Have we come to the end of the roll?
Soft on your bum, rough on the forests, is not a slogan uttered by any toilet paper brands. But a new report takes aim at America’s heavy use of toilet paper- particularly the soft pillowy kind- saying the toll taken on Canada’s boreal forests is “dramatic and irreversible,” The Guardian reports. Twenty-three percent of Canada’s pulp exports are used for toilet paper, with 28million acres of its forests being axed every year. Previous environmental impact reports around have claimed that the USA’s desire for super-soft multi-ply toilet paper to be “worse than Hummers.” Sixty percent of Canada is covered in boreal forest, meaning it has an immense capacity to absorb carbon from the atmosphere.
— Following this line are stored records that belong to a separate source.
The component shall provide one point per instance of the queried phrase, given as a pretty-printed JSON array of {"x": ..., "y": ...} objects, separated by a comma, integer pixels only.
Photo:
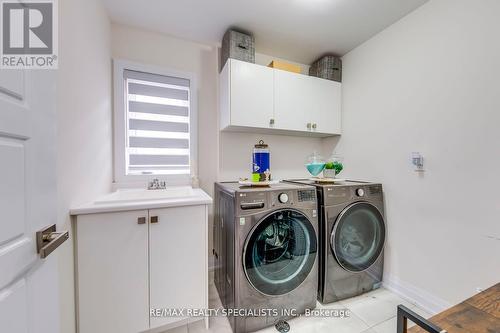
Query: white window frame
[{"x": 121, "y": 179}]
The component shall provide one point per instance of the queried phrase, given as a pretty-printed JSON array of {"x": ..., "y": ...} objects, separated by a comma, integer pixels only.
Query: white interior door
[{"x": 28, "y": 284}]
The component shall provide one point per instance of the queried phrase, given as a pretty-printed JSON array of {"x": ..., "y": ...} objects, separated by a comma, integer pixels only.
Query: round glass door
[
  {"x": 279, "y": 252},
  {"x": 358, "y": 237}
]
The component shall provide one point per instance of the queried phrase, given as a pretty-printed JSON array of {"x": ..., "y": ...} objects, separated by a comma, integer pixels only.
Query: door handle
[{"x": 47, "y": 240}]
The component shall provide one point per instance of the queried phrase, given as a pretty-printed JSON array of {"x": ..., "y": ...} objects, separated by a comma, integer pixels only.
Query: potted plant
[{"x": 333, "y": 167}]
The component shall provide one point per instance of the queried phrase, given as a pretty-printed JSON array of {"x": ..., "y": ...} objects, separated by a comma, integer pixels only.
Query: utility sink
[{"x": 137, "y": 195}]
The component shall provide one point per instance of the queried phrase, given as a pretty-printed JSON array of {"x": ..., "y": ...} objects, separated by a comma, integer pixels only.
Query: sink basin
[{"x": 137, "y": 195}]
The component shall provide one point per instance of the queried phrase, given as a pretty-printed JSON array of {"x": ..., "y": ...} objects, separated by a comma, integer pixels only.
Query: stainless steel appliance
[
  {"x": 351, "y": 238},
  {"x": 265, "y": 250}
]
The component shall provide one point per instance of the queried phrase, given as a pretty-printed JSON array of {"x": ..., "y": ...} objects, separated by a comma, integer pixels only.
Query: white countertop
[{"x": 137, "y": 199}]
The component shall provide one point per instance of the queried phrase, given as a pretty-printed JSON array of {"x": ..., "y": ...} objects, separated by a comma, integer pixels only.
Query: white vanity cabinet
[
  {"x": 177, "y": 260},
  {"x": 130, "y": 262},
  {"x": 257, "y": 98}
]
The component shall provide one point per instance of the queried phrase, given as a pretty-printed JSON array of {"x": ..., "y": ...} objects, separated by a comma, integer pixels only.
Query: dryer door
[
  {"x": 358, "y": 236},
  {"x": 280, "y": 252}
]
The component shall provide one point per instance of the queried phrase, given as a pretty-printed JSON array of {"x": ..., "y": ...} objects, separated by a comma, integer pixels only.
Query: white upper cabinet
[
  {"x": 262, "y": 99},
  {"x": 326, "y": 105},
  {"x": 247, "y": 94}
]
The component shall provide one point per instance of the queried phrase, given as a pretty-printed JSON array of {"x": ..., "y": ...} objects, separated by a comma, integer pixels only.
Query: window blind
[{"x": 157, "y": 123}]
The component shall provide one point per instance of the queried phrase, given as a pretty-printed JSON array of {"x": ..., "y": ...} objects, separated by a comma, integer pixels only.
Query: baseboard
[{"x": 414, "y": 295}]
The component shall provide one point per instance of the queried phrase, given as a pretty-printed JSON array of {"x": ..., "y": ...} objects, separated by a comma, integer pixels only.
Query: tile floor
[{"x": 374, "y": 312}]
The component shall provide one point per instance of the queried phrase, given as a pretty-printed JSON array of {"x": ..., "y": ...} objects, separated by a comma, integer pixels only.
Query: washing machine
[
  {"x": 352, "y": 233},
  {"x": 265, "y": 252}
]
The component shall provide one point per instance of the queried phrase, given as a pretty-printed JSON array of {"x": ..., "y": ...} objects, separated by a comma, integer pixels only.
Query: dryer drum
[
  {"x": 280, "y": 252},
  {"x": 358, "y": 237}
]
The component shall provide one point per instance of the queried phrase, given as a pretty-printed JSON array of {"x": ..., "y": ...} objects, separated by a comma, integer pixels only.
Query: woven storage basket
[
  {"x": 328, "y": 67},
  {"x": 237, "y": 45}
]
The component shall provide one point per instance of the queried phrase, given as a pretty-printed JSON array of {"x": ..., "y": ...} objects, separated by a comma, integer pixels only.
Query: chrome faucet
[{"x": 156, "y": 184}]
Canada’s boreal forests are also home to over 600 indigenous communities. Amongst the brands shamed, are Charmin Ultra Soft, Kirkland Signature and Angel Soft.
New forests better than old forests at storing carbon, study finds
A new study has upended traditional thinking that primary forests are more efficient at storing carbon than new ones, Mongabay reports. Whilst it is estimated that in-tact old-growth forests sequester 950 million to 1.1 billion metric tons of carbon per year, new forests under 140 years old store between 1.17 and 1.66 billion metric tons per year. One possible cause cited by the researchers is that open and sunny areas can be easily colonized by quick-growing species, who extract carbon at a faster rate than mature trees. Conversely, primary forests are rife with competition over sunlight, leading to slow growth under the canopy. The study was conducted using modelling of carbon storage in old-growth and regrown forests from 1981 – 2010 by the Birmingham Institute of Forest Research (BIFoR).
The world is greener now than 20 years ago
‘The world is greener now than 20 years ago,’ NASA revealed in a mid-February report, which achieved another spike in last week’s press. As reported by Forbes, India and China are largely to thanks for the increase in vegetation. This is in large due to ambitious tree planting initiatives by the two countries, but also intensive agriculture. China and India both underwent large-scale deforestation in the 70s and 80s, clearing old growth for urban development and agriculture. In 2016 India stole the world record for tree planting, having had 800,000 Indians planting 50 million trees in just 24 hours. NASA used its Moderate Resolution Imaging Spectroradiometer (MODIS) to make the findings, which provided up to 500-meter resolution satellite photographs for the past two decades.
Why are climate crises so underreported?
Perhaps a sad fitting this slipped through the net in last week’s Headlines coverage, as The Guardian reported mid-February that climate change as a driver of humanitarian crises, gets largely missed off the global news agenda. The study commissioned by NGO, Care International said that the ‘media must not turn a blind eye to such crises and the role of climate change.’ According to the article, a severe El Niño drought that diminished corn, cassava and rice fields led to over a million people going hungry in Madagascar. Though the growth of nearly half of the country’s children has been stunted, the story failed to break into global headlines. Executive director of War on Want blamed “climate change reporting that prefers pictures of polar bears to those we are killing with our inaction”. He continued: “Unfortunately the people being sacrificed every day…have been deliberately made invisible because the lives of those with black and brown skins simply don’t matter.”